Las fuerzas de seguridad han asestado un revés histórico a las estructuras del narcotráfico en la provincia de Almería. En una intervención conjunta de gran calado que ha contado con la participación del Servicio de Vigilancia Aduanera, se ha logrado desarticular una organización criminal que operaba desde el corazón del Valle del Almanzora, principalmente en la localidad de Macael. Este grupo, considerado uno de los más influyentes y activos del territorio septentrional almeriense, ha visto cómo su entramado caía tras una investigación que ha sumado 21 detenciones y la aprehensión de una ingente cantidad de sustancias estupefacientes.
La vigilancia estrecha de los agentes permitió desvelar un sistema jerarquizado y altamente profesionalizado dedicado a la distribución de cocaína y cannabis a gran escala. A pesar de que los sospechosos utilizaban sofisticadas técnicas de contravigilancia y cambiaban constantemente de vehículos para evitar ser detectados en su entorno geográfico habitual, el seguimiento policial no cesó. Un momento decisivo en las pesquisas se produjo en el término municipal de Huércal-Overa, donde la interceptación de un vehículo con dieciséis kilos de cannabis en la autovía del Mediterráneo permitió consolidar las pruebas contra la banda.
El núcleo de la organización fue hallado posteriormente en una vivienda aislada que funcionaba como laboratorio clandestino para el tratamiento de la mercancía. En ese lugar, los investigadores localizaron veinticinco kilos de cocaína y todo el instrumental necesario para su procesamiento, incluyendo prensas hidráulicas y diversas sustancias de corte. Este hallazgo precipitó una serie de registros, hasta un total de veintiséis, que se extendieron por naves industriales y domicilios del levante, la capital y la provincia de Alicante, destapando plantaciones de interior y sistemas de doble fondo en diversos transportes utilizados por la red.
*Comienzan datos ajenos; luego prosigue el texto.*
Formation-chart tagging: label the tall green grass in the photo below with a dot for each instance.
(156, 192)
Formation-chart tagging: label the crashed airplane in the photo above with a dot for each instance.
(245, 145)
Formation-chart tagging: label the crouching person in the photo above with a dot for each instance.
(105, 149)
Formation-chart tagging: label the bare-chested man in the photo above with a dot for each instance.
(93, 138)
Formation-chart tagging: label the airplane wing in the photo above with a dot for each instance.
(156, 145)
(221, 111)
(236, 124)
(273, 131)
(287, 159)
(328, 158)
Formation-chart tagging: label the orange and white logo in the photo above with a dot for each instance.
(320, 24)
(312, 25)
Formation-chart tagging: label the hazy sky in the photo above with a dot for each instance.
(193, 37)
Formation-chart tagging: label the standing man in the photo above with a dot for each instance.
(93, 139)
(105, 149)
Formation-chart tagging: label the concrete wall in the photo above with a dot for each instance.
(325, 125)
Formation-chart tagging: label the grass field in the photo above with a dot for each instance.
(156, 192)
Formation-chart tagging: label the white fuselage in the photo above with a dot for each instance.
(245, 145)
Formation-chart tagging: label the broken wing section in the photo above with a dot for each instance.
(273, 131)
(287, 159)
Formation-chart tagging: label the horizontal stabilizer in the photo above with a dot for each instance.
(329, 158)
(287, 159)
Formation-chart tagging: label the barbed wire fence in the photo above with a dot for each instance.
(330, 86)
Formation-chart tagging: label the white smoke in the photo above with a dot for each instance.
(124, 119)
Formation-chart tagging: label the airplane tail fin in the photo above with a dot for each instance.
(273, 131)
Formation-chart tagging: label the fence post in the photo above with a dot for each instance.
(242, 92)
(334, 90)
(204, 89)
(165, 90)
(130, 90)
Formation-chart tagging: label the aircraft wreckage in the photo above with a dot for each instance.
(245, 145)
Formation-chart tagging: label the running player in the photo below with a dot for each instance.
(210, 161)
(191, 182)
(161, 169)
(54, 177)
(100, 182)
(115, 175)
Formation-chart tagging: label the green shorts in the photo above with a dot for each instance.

El balance definitivo de esta actuación impresiona no solo por la droga incautada —que supera los 92 kilos de cocaína además de hachís y marihuana— sino también por el contundente impacto económico sobre la infraestructura delictiva. Bajo la dirección del tribunal en Purchena y la coordinación de la Fiscalía Antidroga, se han bloqueado 57 cuentas bancarias y se ha procedido al embargo de 13 inmuebles y 27 vehículos. Además, se han intervenido más de 636.000 euros en metálico, armas de fuego, munición y dispositivos tecnológicos avanzados. Los arrestados ya se encuentran ante la justicia acusados de pertenencia a organización criminal, blanqueo de capitales y tráfico de estupefacientes.